Campus Notebook: Occupy DC Protesters Up the Ante
Four Occupy DC protesters have expanded their portfolio of complaints to include the constitutional prohibition on federal representation for the District of Columbia.
Adrian Parsons, Kelly Mears and Sam Jewler are five days into a hunger strike they say will last until Congress grants the District full Congressional voting rights. A fourth person, Joe Gray, joined them Monday.
In that event, the risk of death would seem to be high: The chances of Congress soon passing D.C. voting rights legislation range from extremely low to nonexistent.
So the strikers have qualified their intention to refuse food until they get their way. “We are all in communication with our own bodies,” Parsons said.

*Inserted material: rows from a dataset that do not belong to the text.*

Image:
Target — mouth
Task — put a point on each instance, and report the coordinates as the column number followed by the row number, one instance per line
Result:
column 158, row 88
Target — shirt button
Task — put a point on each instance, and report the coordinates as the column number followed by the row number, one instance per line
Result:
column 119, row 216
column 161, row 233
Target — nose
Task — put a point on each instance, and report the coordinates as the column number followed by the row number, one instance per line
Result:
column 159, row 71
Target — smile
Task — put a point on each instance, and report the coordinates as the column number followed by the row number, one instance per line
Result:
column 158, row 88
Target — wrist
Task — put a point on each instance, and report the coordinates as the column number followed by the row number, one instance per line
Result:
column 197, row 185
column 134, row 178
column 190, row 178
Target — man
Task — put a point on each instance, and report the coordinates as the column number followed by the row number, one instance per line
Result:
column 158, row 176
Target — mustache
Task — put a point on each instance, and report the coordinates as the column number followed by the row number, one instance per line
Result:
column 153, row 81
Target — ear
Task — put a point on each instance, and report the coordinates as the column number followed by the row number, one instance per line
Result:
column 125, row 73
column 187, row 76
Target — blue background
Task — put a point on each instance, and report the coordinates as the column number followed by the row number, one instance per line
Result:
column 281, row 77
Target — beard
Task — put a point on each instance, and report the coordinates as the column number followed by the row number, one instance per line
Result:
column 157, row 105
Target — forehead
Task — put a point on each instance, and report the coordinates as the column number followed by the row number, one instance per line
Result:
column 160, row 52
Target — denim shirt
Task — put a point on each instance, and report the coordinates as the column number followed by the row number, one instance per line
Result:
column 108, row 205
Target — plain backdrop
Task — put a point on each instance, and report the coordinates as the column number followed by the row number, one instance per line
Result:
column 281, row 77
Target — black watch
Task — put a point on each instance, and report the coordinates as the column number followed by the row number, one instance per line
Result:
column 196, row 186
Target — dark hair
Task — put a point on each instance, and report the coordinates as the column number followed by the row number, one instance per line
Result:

Though they will primarily be camped out in the Occupy DC “tent city” at McPherson Square, live-streaming their fasting in the interest of transparency, the strikers will also have a presence on Capitol Hill. They plan to lobby lawmakers to endorse voting rights for D.C. as well as exclude D.C. policy riders from the omnibus appropriations package Congress is expected to pass before adjourning the first session of the 112th Congress.
On Friday, fewer than 24 hours after launching their strike, the four attempted to meet with Rep. Darrell Issa (R-Calif.), chairman of the Oversight and Government Reform Committee, which has jurisdiction over D.C. affairs. Issa was en route to his district, so the hunger strikers plan to try again today with a larger delegation of allies in tow.
On Monday, five days in and considerably weaker, they staged sit-ins at the offices of House Appropriations Chairman Hal Rogers (R-Ky.) and Senate Majority Leader Harry Reid (D-Nev.). Two of them were in wheelchairs.
Capitol Police Officer Dies While Volunteering
Capitol Police Officer Brian Dowell died Thursday after a fall from a church steeple.
The 45-year-old officer who joined the Capitol Police in 2002 and served most recently with the Patrol/Mobile Response Division fell while working to replace a makeshift steeple on a Maryland church.
Local reports say witnesses on the scene saw Dowell lose his footing on the top of a ladder and fall 17 feet.
A colleague described him as a “cop’s cop. The kind of guy you were happy to work with. He pulled his weight and never shirked his duties. He was tough but fair. … He put the needs of the agency above his own and always tried to make things better.”